Today, we’re providing an update on our assessment of the contaminated Claire’s and Justice products. This includes the release of new independent testing results and an associated safety alert that warns consumers against the use of certain cosmetics sold by Claire’s. We’re also announcing new steps that the FDA is taking, given existing limitations on our cosmetic oversight authority, to better ensure the safety of the cosmetic products men, women and children use every day. Our goal is to help ensure the safety of the products that consumers use and pursue steps that modernize our pursuit of that mission.
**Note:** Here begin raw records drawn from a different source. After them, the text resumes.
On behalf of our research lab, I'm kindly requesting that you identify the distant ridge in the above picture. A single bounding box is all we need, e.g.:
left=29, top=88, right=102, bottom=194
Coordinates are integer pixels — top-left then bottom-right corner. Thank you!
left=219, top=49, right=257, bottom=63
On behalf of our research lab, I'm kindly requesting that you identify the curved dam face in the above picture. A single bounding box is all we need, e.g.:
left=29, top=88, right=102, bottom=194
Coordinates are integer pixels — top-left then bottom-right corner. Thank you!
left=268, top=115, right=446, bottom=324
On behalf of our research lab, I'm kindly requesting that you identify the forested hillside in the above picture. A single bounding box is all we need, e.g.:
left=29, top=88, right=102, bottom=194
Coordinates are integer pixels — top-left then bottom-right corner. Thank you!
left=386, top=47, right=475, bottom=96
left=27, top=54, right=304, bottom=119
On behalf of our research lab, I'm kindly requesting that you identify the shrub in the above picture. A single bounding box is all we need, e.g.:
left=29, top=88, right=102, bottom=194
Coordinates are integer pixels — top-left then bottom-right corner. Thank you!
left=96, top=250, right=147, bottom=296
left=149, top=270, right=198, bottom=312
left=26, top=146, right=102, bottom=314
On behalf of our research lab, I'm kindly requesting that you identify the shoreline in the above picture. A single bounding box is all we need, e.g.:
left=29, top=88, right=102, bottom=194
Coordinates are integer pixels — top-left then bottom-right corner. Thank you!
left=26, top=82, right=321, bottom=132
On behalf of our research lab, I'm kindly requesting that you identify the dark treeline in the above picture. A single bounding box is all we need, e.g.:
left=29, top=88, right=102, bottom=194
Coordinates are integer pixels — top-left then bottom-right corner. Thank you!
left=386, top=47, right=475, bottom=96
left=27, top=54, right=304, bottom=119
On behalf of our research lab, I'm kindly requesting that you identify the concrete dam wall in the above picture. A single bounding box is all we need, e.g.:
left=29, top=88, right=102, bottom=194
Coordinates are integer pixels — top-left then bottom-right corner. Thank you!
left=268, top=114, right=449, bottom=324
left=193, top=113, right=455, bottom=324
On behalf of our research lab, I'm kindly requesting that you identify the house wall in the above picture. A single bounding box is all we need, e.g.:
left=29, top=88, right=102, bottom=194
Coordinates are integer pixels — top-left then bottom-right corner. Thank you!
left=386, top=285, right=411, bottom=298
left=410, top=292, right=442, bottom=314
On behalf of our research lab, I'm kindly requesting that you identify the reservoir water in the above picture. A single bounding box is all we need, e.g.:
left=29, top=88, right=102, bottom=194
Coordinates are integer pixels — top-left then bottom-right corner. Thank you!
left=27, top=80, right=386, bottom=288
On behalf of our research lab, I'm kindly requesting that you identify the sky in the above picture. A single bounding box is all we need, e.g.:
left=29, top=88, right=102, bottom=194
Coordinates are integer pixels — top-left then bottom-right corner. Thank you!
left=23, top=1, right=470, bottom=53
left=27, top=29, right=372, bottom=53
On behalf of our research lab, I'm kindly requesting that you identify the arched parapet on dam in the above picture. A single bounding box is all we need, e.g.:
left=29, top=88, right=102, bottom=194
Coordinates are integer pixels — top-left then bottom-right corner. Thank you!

The cosmetics industry is undergoing rapid expansion and innovation. These changes help bring new opportunities and choices to consumers. There are now more varieties of cosmetic products available to consumers than ever before. But they can also bring new uncertainty, complexity and risks. And at the same time, the provisions in the Federal Food, Drug, and Cosmetic Act (FD&C Act) – the law governing the FDA’s oversight of cosmetic products — have not been updated since it was first enacted in 1938. The current law does not require cosmetics to be reviewed and approved by the FDA prior to being sold to American consumers. There are reasons why the FD&C Act doesn’t require prior approval of cosmetics before marketing. Our statute is based on risk, and many cosmetics do not pose the same risks as medical products that require prior approval before they can be lawfully marketed. Our regulatory approach across our broad portfolio is not a one-size-fits-all approach.
But at the same time, when it comes to cosmetics, our authority hasn’t changed in many years even as the industry has undergone rapid evolution. Right now, when it comes to cosmetics, companies and individuals who market these products in the U.S. hold the responsibility for the safety and labeling of their products. This means that ultimately a cosmetic manufacturer can decide if they’d like to test their product for safety and register it with the FDA. To be clear, there are currently no legal requirements for any cosmetic manufacturer marketing products to American consumers to test their products for safety.
Although the FDA doesn’t have pre-market review authority, there are other tools besides the requirement for approval that the FDA uses to ensure the safe marketing of products. In the case of cosmetic products, the FD&C Act imparts the responsibility on us to monitor the cosmetics market and take action to protect consumers, if needed, in the post-market setting. Cosmetics must not be "adulterated" or "misbranded," meaning they must be safe for consumers when used according to directions on the label, or in the customary or expected way, and they must be properly labeled. The FDA’s current work focuses on reviewing scientific literature; reviewing reports of adverse events involving cosmetics that we receive from consumers and health professionals; research; surveillance; education and outreach; and pursuing enforcement action against products on the market that are not in compliance with the law, or against firms or individuals who violate the law.